Reference 4 (Japanese Patent Laid-Open No. 9-307030) describes a cooling device which cools a heat-producing electronic device (e.g., CPU) by using a thermoelectric cooling element. In this cooling device, the CPU is attached to the cooled surface of the thermoelectric cooling element, and the temperature of the semiconductor element or cooling-side conductor of the thermoelectric cooling element is measured. More specifically, as shown in FIG. 29, a CPU (cooled member) 61 is attached to the cooled surface 2-1 of the thermoelectric cooling element 2. A temperature detection element 62 is attached to a column (semiconductor element) 2a of the thermoelectric cooling element 2 or a bottom surface 2b of the cooled surface (cooling-side conductor) 2-1 to indirectly measure the temperature of the CPU 61. An arrangement can be considered from the structure described in reference 4, in which a mirror 9 is attached to the cooled surface 2-1 of the thermoelectric cooling element 2, and the temperature detection element 62 measures the temperature of the column 2a of the thermoelectric cooling element 2 or the bottom surface 2b of the cooled surface 2-1, as shown in FIG. 30. In this structure, however, since a thermal resistance is generated in the bonding portion between the mirror 9 and the cooled surface 2-1 of the thermoelectric cooling element 2 and in the cooled surface 2-1 itself, the temperature of the mirror 9 cannot be detected accurately at a satisfactory response.
Although mirror surface cooling dew point detectors have been described above, this also applied to the conventional cooling device shown in FIG. 29. That is, the temperature of the CPU 61 cannot accurately be detected.
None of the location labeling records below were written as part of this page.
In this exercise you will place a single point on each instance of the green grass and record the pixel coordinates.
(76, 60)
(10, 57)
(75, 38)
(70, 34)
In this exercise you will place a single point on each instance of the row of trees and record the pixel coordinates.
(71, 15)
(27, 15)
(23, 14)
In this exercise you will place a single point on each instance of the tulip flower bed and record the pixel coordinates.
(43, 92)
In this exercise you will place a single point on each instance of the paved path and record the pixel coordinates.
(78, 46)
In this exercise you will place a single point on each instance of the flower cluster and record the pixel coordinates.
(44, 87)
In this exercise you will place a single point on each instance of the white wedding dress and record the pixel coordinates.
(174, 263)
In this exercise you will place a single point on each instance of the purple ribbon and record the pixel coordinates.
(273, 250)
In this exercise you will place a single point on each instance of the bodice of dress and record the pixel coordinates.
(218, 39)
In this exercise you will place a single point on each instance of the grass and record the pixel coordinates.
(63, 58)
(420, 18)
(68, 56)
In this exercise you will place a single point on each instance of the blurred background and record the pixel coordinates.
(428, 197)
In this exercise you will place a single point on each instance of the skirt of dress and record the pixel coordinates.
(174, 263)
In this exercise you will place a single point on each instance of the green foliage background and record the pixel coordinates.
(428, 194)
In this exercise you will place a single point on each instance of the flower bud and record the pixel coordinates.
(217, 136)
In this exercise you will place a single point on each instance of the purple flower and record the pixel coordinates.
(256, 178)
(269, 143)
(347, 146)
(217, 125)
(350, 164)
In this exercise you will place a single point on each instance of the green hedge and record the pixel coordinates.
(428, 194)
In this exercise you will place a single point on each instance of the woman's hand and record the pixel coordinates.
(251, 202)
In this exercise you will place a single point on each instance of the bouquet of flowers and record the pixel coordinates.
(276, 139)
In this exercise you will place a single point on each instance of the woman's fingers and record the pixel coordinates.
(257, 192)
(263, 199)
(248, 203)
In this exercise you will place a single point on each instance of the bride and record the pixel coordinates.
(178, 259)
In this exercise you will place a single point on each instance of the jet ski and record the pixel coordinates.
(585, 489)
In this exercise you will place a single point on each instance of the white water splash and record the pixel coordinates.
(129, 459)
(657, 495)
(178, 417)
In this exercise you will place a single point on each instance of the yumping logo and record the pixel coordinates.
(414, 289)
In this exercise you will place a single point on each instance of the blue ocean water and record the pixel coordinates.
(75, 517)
As shown in FIG. 31, a member 63 is attached to the heated surface 2-2 of the thermoelectric cooling element 2 and heated. In this case, the thermoelectric cooling element 2 serves as a thermoelectric heating element so that not a cooling device but a heating device is formed. Even in this case, when the temperature of the column 2a of the thermoelectric heating element 2 or a bottom surface 2c of the heated surface 2-2 is measured, the temperature of a member (heated member) 30 cannot be detected accurately at a high response. The thermoelectric cooling element 2 will also be referred to as a thermoelectric heating element depending on its utilization form, and “thermoelectric element” will be used as a general term for the thermoelectric cooling element and thermoelectric heating element hereinafter.